Robust Growth: ATL prepares for the future with investments in technology, infrastructure
ROBUST GROWTH
By Jodi Richards, Associate Editor
ATL prepares for the future with investments in technology, infrastructure
Lance Lyttle (left) and Ben DeCosta
ATLANTA - Recently
renamed, Hartsfield-Jackson Atlanta International Airport bears the names
of two mayors whose support of the airport helped make it the airport
it is today, William B. Hartsfield and Maynard Jackson. As the airport
undergoes a $5.4 billion capital development
program, including the addition of a fifth runway and a new international
terminal, as well as the installation of a wireless infrastructure, the
foundation for a strong future is being established.
It's impossible not
to guess that aviation general manager Ben DeCosta is an East Coast native,
having worked for the Port Authority of New York and New Jersey previously.
No one says "La Guardia" like a New Yorker. However, in the
five years he has been with the City of Atlanta he speaks of the airport
and the region with the fervor of a hometown guy, actively pursuing the
city's goal of keeping ATL at the top of the charts. Serving some 78 million
passengers in 2003, DeCosta says ATL has the distinction of busiest airport
in the world.
In 1997, ATL, which is owned and governed by the City of Atlanta, began
a ten-year, $5.4 billion capital development project which encompasses
several major features, including a fifth runway, a new East International
Terminal, a consolidated rental car facility, and other terminal and airfield
improvements.
A GOLDEN RUNWAY
At an estimated cost of $1.25 billion, the fifth runway is referred to
by DeCosta as "the most important runway in America" because
of the impact it will have on air transportation. He explains, "In
the year 1999 going into 2000, when we were the busiest at 80 million
passengers, we were also the busiest in numbers of takeoffs and landings.
And it also gave us the dubious distinction of being the most delayed
airport in the nation. Those delays here cascaded across the nation's
air transportation system. [The fifth runway] will cut those delays in
half."
The fifth runway, which will be 9,000 feet long, is located nearly 4,300
feet from the next closest runway and will allow for triple, independent
streams of arrival traffic, according to DeCosta.

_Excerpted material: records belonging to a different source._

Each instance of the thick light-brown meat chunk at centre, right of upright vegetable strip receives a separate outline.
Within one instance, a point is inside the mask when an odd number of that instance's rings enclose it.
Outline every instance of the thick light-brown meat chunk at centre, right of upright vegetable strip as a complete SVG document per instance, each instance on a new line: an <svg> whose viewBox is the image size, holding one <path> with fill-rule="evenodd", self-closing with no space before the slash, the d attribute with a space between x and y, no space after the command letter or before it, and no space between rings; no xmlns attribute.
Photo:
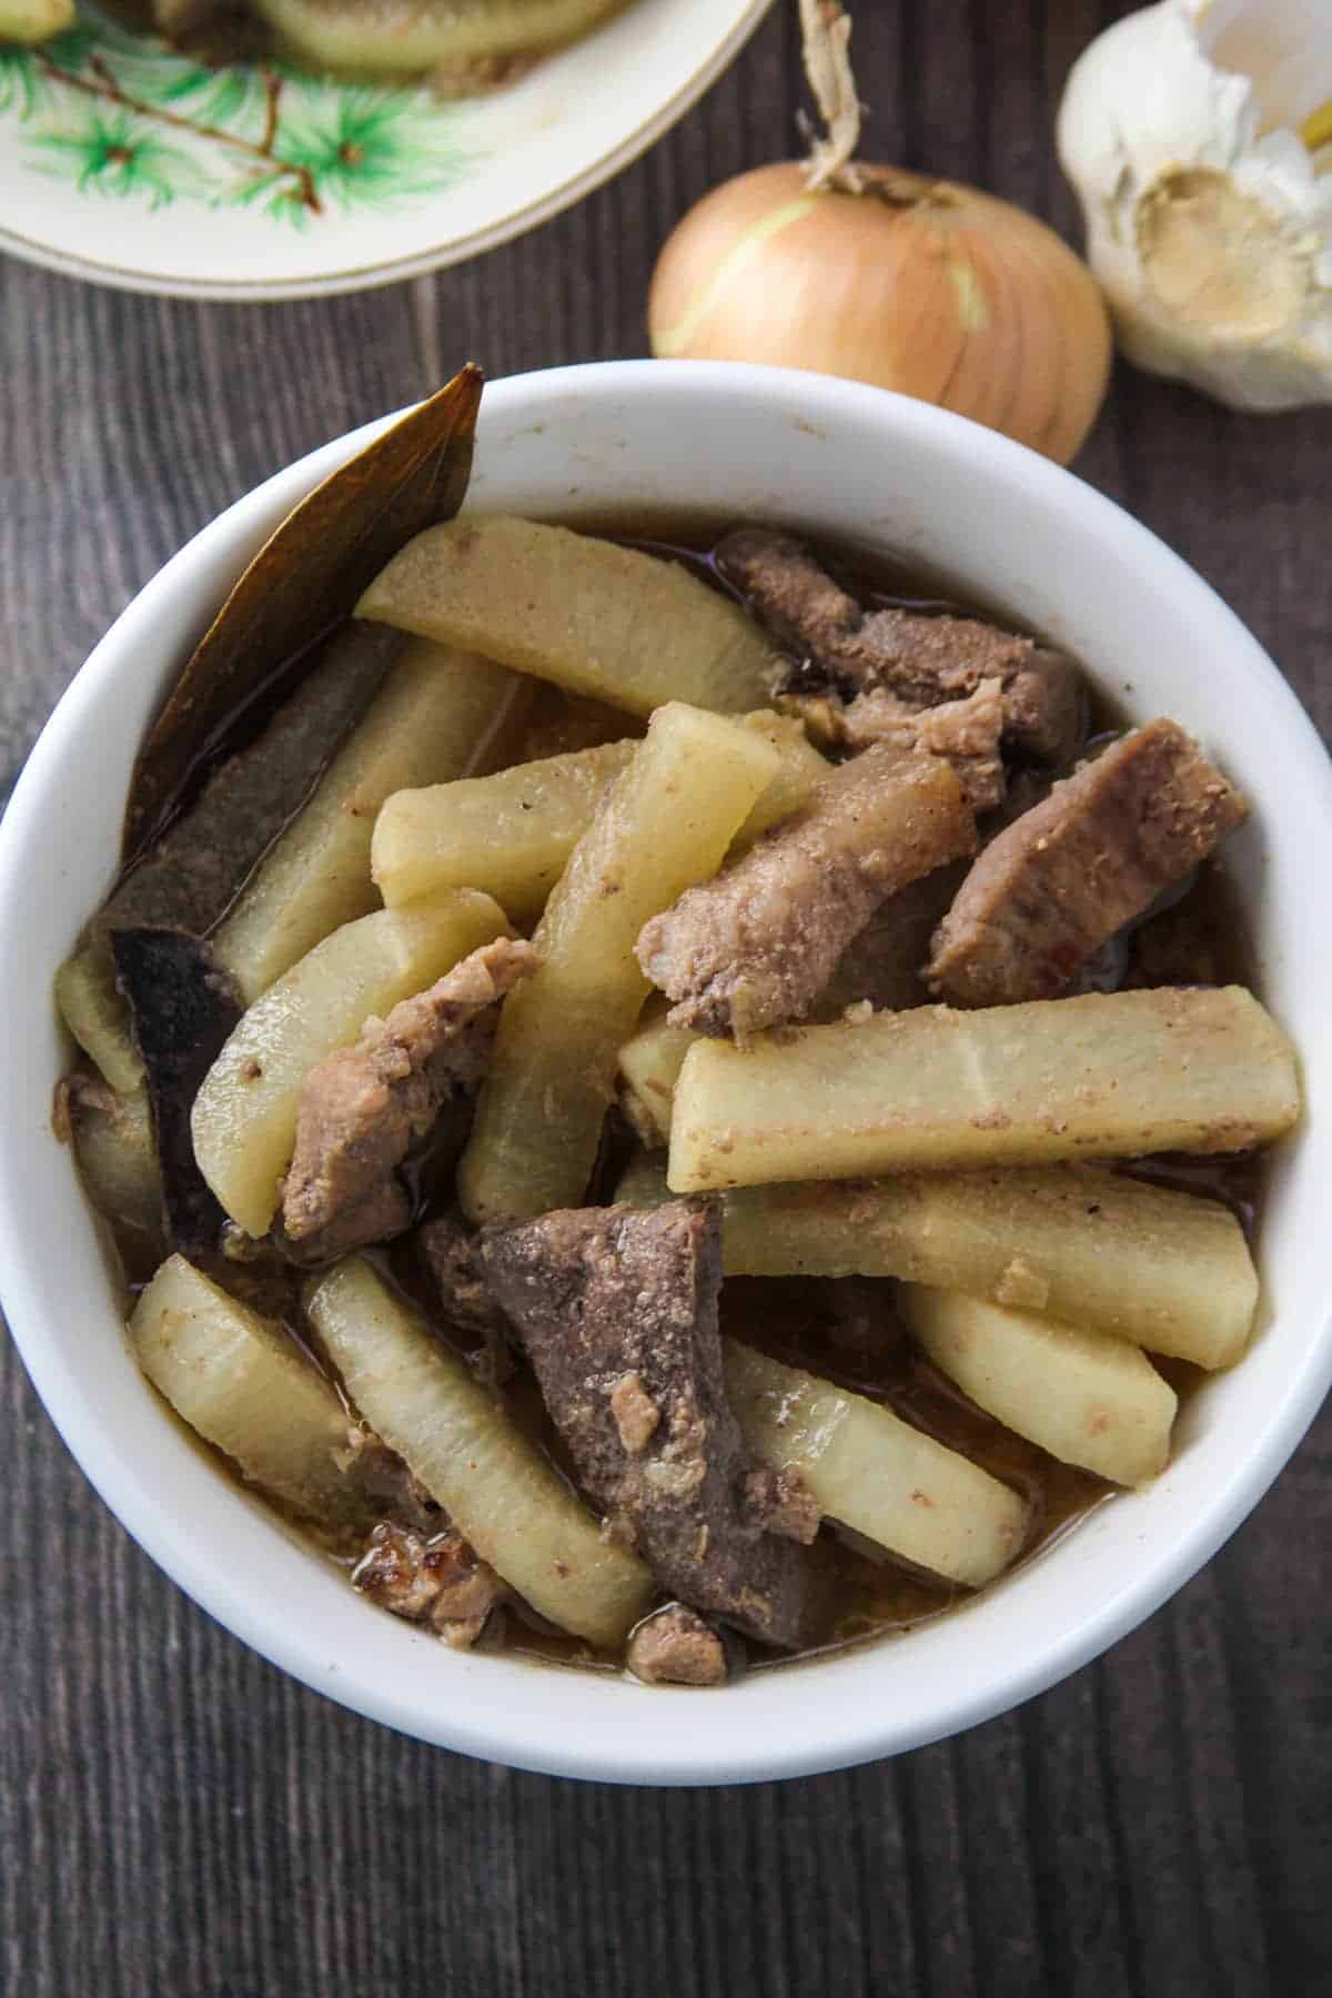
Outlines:
<svg viewBox="0 0 1332 1998"><path fill-rule="evenodd" d="M745 853L645 923L643 971L671 1021L745 1041L805 1019L875 909L961 853L977 827L939 757L867 749Z"/></svg>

According to runway director Dwight Pullen with International Aviation
Consultants, LLC., the airport invested $300 million in land acquisition
for more than 900 acres to accommodate the new runway.
An intricate conveyor system of more than 5.5 miles moves fill from a
quarry to the site. The fill is then emptied into enormous trucks called
777s, weighing in at 100 tons each, that were built onsite because of
their size, Pullen says. Twenty-one million cubic yards of dirt has been
transported by the conveyor and truck system for site preparation of the
runway, at an estimated cost of $360 million. Paving of the runway is
expected to begin in 2005.
The runway, 10/28, will be built over Atlanta's I-285, which requires
the airport to construct an impressive 1,200-foot long bridge, at a cost
of $159 million, over the roadway that will support future expansion of
the roadway from ten lanes to a possible 18. A separate bridge structure
will be built over the Interstate to support the taxiway.
Atlanta is one of few airports that neither halted nor scaled back its
capital development program following 9/11. "Hartsfield turned out
to be far more resilient than most major large hub airports in the United
States," DeCosta explains. "I'm confident our economy has seen
the worst, and traffic will be coming back. And while other airports will
start or restart their programs, we'll be finished with major portions
of ours and be positioned to move to the next step."